Let’s also take a long-term look at Latin America. The various attempts at regional unity have always resulted in conflicts between right and left “democratures”. From a monetary point of view, pegging the various currencies to the SDR would bring a strong element of peace, but this alone is not enough. A basis for understanding must be established. So far only Pope Francis has understood what is at stake (peace) and, despite his age, he went to Congo and will go to Iraq and China. However, how can we ask the Pope to go to the opposite democratures of Venezuela and Brazil as well?

Finally, a look at the future international monetary system must include digital currencies, alongside the dollar, the euro and the SDR. The question is whether these can exist independently. Our answer is no. The experience of bitcoin, characterized by enormous fluctuations in value, has ruled out it performing the functions of a currency (unit of account, medium of exchange and store of value). The big names in Silicon Valley have noted this deficiency and have felt the need to peg their lybra to a basket of currencies, obviously different from the SDR. This project is also struggling to take a final shape. From the point of view of power, these projects echo the ideas of the Mont Pelerin Society, established by von Hayek: The value of everything must be established by the market, and even currencies must compete with each other, without a public monopoly. Fortunately, not even the great neo-liberal and neo-con wave, which began with Reagan and continued until Trump’s failed coup, was able to succeed on this point. While citizens may be gullible about grand political “visions”, when it comes to their savings they understand that they need rules and guarantees: Central banks with their reserves and their powers of control are better. However, an international monetary system with digital currencies replicating the real ones will not ensure greater efficiency, unless there is a single digital currency pegged to the SDR, because what the world needs is a world currency.

 


[i] Alfonso Iozzo and Antonio Mosconi, The Foundation of a Cooperative Global Financial System. A New Bretton Woods to confront the crisis of the international role of the US dollar, in The Federalist Debate, 2/2006.

[ii] Xiao-Chuang Zhou, Reform the International Monetary System, in BIS Review, 41/2009.

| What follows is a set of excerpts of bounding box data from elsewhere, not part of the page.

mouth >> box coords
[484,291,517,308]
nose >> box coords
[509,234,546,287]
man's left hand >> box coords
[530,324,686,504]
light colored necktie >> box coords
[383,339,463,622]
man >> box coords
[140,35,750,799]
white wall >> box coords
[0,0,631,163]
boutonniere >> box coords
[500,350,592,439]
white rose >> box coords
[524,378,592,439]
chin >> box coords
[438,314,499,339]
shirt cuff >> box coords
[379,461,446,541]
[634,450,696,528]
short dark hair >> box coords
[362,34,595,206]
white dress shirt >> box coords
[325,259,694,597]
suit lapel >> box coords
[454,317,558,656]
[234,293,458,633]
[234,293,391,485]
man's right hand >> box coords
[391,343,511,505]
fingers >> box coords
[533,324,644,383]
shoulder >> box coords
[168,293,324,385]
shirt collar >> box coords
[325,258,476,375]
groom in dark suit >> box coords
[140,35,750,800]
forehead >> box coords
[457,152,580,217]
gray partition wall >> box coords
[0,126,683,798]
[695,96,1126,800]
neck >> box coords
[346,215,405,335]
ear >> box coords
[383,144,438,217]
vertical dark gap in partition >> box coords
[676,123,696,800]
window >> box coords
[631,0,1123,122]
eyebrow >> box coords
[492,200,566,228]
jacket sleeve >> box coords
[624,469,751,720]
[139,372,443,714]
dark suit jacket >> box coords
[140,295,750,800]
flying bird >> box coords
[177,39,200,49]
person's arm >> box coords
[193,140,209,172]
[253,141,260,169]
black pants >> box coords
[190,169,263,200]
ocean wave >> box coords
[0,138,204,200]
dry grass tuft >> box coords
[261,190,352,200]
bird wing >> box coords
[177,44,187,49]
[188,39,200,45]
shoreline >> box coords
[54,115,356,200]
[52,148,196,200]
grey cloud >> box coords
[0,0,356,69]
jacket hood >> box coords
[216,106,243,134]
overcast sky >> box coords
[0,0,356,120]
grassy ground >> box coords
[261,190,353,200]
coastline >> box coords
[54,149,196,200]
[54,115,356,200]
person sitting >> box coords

[iii] Tommaso Padoa-Schioppa, The Ghost of Bancor: the Economic Crisis and Global Monetary Disorder, lecture at the University of Louvain-la-Neuve, 25 February 2010, included in the collection of his essays The Ghost of Bancor, 2016.

[iv] Elena Flor, SDR: from Bretton Woods to a World Currency, Peter Lang, 2019.

[v] Miriam L. Campanella, Far-Reaching Consequences of US Financial Sanctions. The Dollar Shortage and the “Triffin Moment”, RTI June 2019.

[vi] In 1960 Robert Triffin, during a hearing in front of the US Congress, stated that an international monetary system based on a currency issued from a single state – such as the dollar – could not function in the medium-long term. In order to ensure the necessary liquidity to the world economic system, the issuing country needed to have a deficit in the payment balance but if the deficit was too much the trust in the currency would erode: the "dilemma". In the Bretton Woods system, the dollar was convertible into gold at the price of $ 35 an ounce. Triffin had predicted that it would be impossible to keep the promise and that the dollar was therefore not convertible, as President Nixon then announced in his famous statement of August 15th, 1971.

[vii] Elena Flor, Russia in the Triffin Dilemma, from De-Dollarization to new Commercial Perspectives, RTI Paper N.14, December 2020.

[viii] J.P. Baratta, D. Moro and G. Montani, A New Atlantic Pact. A Peaceful Cooperation Area from Vancouver to Vladivostok, The Ventotene Lighthouse, 7 October 2020.

[ix] Elena Flor, “Monetary Aspects of the African Continental Free Trade Area”, in Alberto Majocchi (ed.), Africa and Europe a Shared Future, Peter Lang, 2020.

[x] Indonesia, Brunei, Cambodia, the Philippines, Laos, Malaysia, Myanmar, Singapore, Thailand and Vietnam.